Anche qui viene ribadito come la frequenza dell’incontinenza, dopo prostatectomia radicale, risulti così varia, in quanto dipende: dal tipo di tecnica chirurgica utilizzata, dalla definizione di incontinenza impiegata, dal metodo seguito per quantificarla, dal momento in cui si valuta dopo l’ intervento, e da chi valuta la presenza e l’ assenza di incontinenza .
I fattori di rischio per l’ incontinenza dopo prostatectomia radicale comprendono l’ età del paziente al momento dell’intervento, lo stadio della malattia, la tecnica chirurgica utilizzata, la condizione di continenza preoperatoria, l’eventuale terapia radiante eseguita, la lunghezza dell’uretra membranosa in condizioni basali e un’eventuale pregressa TURP. Alcuni autori hanno rilevato come l’ età avanzata e il numero di co-morbilità abbiano un’ influenza negativa sul recupero della continenza durante il primo anno dopo prostatectomia radicale, ma la percentuale a uno o due anni non sembra essere significativamente modificata.
Dopo prostatectomia radicale l’ incontinenza può essere causata da disfunzione vescicale, disfunzione sfinteriale o da una combinazione delle due.
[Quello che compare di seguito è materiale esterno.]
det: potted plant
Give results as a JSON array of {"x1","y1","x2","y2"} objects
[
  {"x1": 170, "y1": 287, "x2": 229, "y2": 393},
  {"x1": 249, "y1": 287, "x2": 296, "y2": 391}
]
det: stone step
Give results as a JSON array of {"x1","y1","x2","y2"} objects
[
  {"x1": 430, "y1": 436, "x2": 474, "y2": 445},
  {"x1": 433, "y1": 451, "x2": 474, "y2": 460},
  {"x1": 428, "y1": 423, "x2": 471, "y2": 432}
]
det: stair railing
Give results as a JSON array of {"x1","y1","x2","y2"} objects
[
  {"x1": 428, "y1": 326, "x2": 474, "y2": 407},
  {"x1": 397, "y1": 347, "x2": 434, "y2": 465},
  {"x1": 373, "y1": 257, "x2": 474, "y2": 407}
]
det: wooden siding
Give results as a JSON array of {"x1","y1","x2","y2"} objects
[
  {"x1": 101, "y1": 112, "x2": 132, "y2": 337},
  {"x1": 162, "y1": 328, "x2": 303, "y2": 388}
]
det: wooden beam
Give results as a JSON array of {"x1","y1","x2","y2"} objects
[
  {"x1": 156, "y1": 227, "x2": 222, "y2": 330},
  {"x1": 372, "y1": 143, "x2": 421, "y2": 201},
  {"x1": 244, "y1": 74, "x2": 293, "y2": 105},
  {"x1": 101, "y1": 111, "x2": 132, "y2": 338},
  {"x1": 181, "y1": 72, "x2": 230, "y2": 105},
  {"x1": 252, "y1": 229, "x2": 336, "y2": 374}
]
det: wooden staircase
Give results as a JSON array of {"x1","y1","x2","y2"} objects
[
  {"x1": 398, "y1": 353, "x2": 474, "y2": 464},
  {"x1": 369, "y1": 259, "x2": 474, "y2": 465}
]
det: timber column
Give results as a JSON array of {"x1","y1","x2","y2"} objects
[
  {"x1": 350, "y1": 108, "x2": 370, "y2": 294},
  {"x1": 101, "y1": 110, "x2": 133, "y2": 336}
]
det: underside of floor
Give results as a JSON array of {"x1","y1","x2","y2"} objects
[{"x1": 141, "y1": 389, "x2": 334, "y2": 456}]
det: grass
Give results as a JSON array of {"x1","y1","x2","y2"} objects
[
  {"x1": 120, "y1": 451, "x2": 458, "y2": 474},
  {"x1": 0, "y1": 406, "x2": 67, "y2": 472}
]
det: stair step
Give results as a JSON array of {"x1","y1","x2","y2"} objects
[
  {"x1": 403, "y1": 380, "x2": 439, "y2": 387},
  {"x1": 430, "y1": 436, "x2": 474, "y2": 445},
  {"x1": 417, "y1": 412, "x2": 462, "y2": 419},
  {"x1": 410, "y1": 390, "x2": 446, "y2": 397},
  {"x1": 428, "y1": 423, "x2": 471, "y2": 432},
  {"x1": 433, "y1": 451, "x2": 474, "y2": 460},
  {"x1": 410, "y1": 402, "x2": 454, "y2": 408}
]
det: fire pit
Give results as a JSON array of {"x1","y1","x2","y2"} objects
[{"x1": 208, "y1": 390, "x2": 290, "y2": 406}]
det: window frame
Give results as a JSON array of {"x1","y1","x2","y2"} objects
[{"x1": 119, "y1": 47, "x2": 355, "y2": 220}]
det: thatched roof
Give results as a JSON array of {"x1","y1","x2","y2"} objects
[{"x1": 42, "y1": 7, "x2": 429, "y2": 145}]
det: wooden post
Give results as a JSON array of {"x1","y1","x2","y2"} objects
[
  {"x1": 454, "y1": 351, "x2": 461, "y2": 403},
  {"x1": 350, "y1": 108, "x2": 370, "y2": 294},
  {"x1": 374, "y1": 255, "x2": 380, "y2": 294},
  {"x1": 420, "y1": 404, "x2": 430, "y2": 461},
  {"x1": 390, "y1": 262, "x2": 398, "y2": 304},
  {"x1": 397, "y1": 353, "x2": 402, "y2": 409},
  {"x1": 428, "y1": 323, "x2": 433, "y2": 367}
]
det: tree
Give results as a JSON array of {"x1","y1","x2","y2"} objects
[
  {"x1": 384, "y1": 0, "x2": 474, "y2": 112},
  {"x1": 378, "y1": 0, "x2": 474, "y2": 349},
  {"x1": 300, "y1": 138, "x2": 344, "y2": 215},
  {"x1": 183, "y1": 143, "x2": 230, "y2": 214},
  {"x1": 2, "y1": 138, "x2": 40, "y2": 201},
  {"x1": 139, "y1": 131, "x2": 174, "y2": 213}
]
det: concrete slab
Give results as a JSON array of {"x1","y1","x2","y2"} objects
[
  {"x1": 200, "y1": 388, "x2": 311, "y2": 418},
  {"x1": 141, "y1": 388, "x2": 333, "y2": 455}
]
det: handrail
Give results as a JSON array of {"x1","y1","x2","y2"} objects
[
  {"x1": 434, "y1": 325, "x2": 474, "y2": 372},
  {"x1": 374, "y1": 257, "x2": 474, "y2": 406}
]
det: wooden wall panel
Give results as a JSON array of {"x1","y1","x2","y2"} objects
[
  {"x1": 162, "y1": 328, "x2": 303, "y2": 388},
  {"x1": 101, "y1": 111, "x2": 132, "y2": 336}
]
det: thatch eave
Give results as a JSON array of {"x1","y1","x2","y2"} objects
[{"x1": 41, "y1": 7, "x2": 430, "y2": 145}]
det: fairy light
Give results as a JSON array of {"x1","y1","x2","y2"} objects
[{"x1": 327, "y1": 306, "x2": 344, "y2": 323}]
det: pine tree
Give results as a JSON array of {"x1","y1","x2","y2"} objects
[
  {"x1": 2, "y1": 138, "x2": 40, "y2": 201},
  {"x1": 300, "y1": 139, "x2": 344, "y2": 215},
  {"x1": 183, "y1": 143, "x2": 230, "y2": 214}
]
L’esame urodinamico ha dimostrato che l’incompetenza sfinteriale è l’unica causa dell’incontinenza in più di due terzi dei pazienti, mentre la disfunzione vescicale da sola (iperattività detrusoriale, ridotta compliance, ipoattività detrusoriale durante la minzione) non è evenienza comune e si presenta in meno del 10%. Ad ogni modo, disfunzioni sfinteriali e vescicali possono coesistere in almeno un terzo dei pazienti incontinenti. Una disfunzione vescicale può comparire ex novo dopo prostatectomia, probabilmente indotta dalla denervazione vescicale, o causata dall’ostruzione cervicouretrale, o ancora, correlata a fattori preesistenti come l’ età. Sempre nella review del 2012 si conclude che in letteratura esistono numerosi dibattiti sull’origine dell’incontinenza dopo prostatectomia: essa può conseguire o ad una alterazione nel funzionamento dello sfintere o del detrusore, e a volte queste alterazioni possono coesistere. La debolezza o incompetenza dello sfintere intrinseco e l’iperattività detrusoriale sono citate come la cause più importanti dell’incontinenza post operatoria.
Importante ricordare che si in caso di incontinenza urinaria che in caso di disfunzione sessuale è possibile eseguire un percorso fisiterapico volto al miglioramento di tali problematiche.
In alcuni casi è possibile avere una ripresa della continenza urinaria e della funzionalità sessuale in maniera completa, in altri casi è presente solo un miglioramento senza la completa scomparsa della sintomatologia, è possibile comunque sempre migliorare significativamente la qualità di vita del paziente operato di prostatectomia radicale.